According to TCM, yang energy in the liver grows more vigorously than in other organs in spring. If it grows too quickly and upsets the balance, the excessive yang energy in the liver will disrupt the normal circulation of energy and blood, and hurt other organs, especially the spleen.

"In that case, reinforcement with food is still recommended in spring, but a different strategy should be adopted -- a mild diet that nourishes the liver while controlling the yang energy in it and reinforces the spleen," says Dr Zhang Zhenxian, director of the Special Medical Care Department of Yueyang Western and TCM Hospital. Yang energy foods such as mutton and hot pot should not be eaten in spring. They are good in winter, but too strong for spring. Milder foods such as pork, carp and weever fish are more suitable.
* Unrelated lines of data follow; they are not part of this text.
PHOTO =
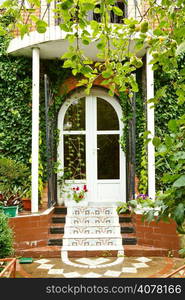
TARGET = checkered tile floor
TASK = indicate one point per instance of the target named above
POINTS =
(97, 267)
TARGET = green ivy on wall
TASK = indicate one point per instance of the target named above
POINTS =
(15, 106)
(166, 108)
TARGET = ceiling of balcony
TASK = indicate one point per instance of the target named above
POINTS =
(52, 45)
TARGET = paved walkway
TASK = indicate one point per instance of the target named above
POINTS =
(100, 267)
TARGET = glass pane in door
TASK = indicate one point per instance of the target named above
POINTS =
(107, 118)
(108, 156)
(74, 156)
(75, 115)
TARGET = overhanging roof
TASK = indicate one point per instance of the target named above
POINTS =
(52, 45)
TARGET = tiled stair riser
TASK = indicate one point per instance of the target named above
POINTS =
(92, 228)
(92, 242)
(92, 220)
(92, 211)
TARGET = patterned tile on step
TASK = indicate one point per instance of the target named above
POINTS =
(140, 265)
(45, 266)
(129, 270)
(91, 275)
(143, 259)
(55, 271)
(96, 261)
(110, 273)
(42, 261)
(71, 275)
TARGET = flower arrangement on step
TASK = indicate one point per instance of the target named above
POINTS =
(78, 194)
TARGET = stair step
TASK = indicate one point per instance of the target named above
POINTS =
(55, 230)
(55, 242)
(90, 230)
(124, 219)
(129, 241)
(92, 211)
(58, 219)
(60, 210)
(92, 220)
(91, 236)
(92, 248)
(127, 230)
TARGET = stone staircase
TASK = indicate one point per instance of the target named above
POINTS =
(93, 228)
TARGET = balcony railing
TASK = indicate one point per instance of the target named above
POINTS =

Too much yang energy without sufficient nutrition will burden the liver itself and cause a weak liver. People may often feel thirsty and find they have dry lips and throat, and sometimes high blood pressure relapses. To restrict the over-active yang energy in the liver, certain pathogenic-heat-repelling foods are recommended as part of the diet during spring. These include pear, pearl barley, eggplant, loquat, chufa, shepherd's purse, spinach and celery.

"Eating less sour foods and more sweet foods is appropriate in spring, as it can help reinforce spleen energy," said Sun Simiao, a famous TCM doctor during the Tang Dynasty (AD 618-907) in his masterpiece "Qianjin Yaofang" (Prescriptions Worth a Thousand Gold).

The "sweet food" in TCM does not refer to cuisine with a lot of sugar, but those natural foods that taste a bit sweet and can help benefit spleen and stomach. Yam, jujube and honey are on the top of the list.